Associate professor in the Department of Fashion and Apparel Studies at the University Delaware, Dr Sheng Lu told Just Style China’s market shares did fall, reflecting the ongoing efforts of US fashion companies to reduce “China exposure” and minimise the supply chain risks.
China, of course, knows it can’t rely solely on the US market for its garment exports, which might explain why its Government part-funded garment suppliers to go out on the road and attend international trade shows this year, such as the Source Fashion show in London.
It should be noted the garment suppliers in attendance were from all over the world – not just China – and were all vetted on their responsibility credentials but during Just Style’s exclusive discussions it was obvious those from China were the most excited to be sharing their sourcing offering with the wider world again.
China’s garment suppliers admitted the Covid years had been extremely challenging for them but now the doors are open they were delighted to be able to meet their existing customers and generate new ones at face-to-face at events once again.

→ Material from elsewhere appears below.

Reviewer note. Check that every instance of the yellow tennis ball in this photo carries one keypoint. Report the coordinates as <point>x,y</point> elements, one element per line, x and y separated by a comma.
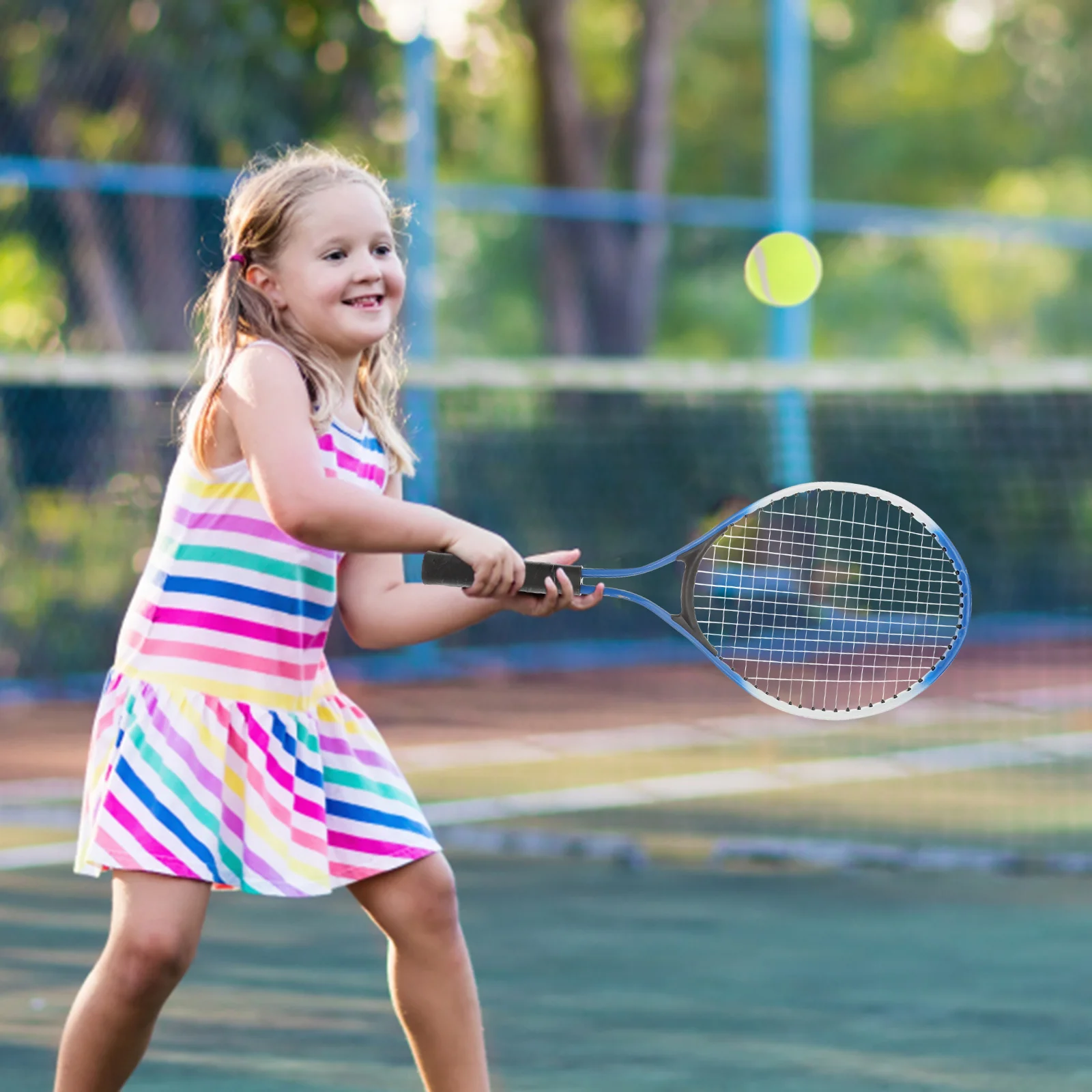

Some of China’s garment suppliers in attendance also revealed the domestic market is now considered to be equally important as it’s international one and needs to run in parallel in order to maintain success.
Notably, China announced a new memorandum of understanding (MOU) with Ethiopia last week, which could also be seen as a way for it to strengthen its apparel sourcing in alternative locations from the traditional ‘West’.
This decision is particularly interesting given the US suspended Ethiopia‘s African Growth and Opportunity Act (AGOA) privileges back in 2021 due to concerns over human rights violations.
We should expect to see more strategic moves like this from China over the coming months and now it’s ‘officially’ open for business it will be interesting to see who it chooses to work with closely moving forward.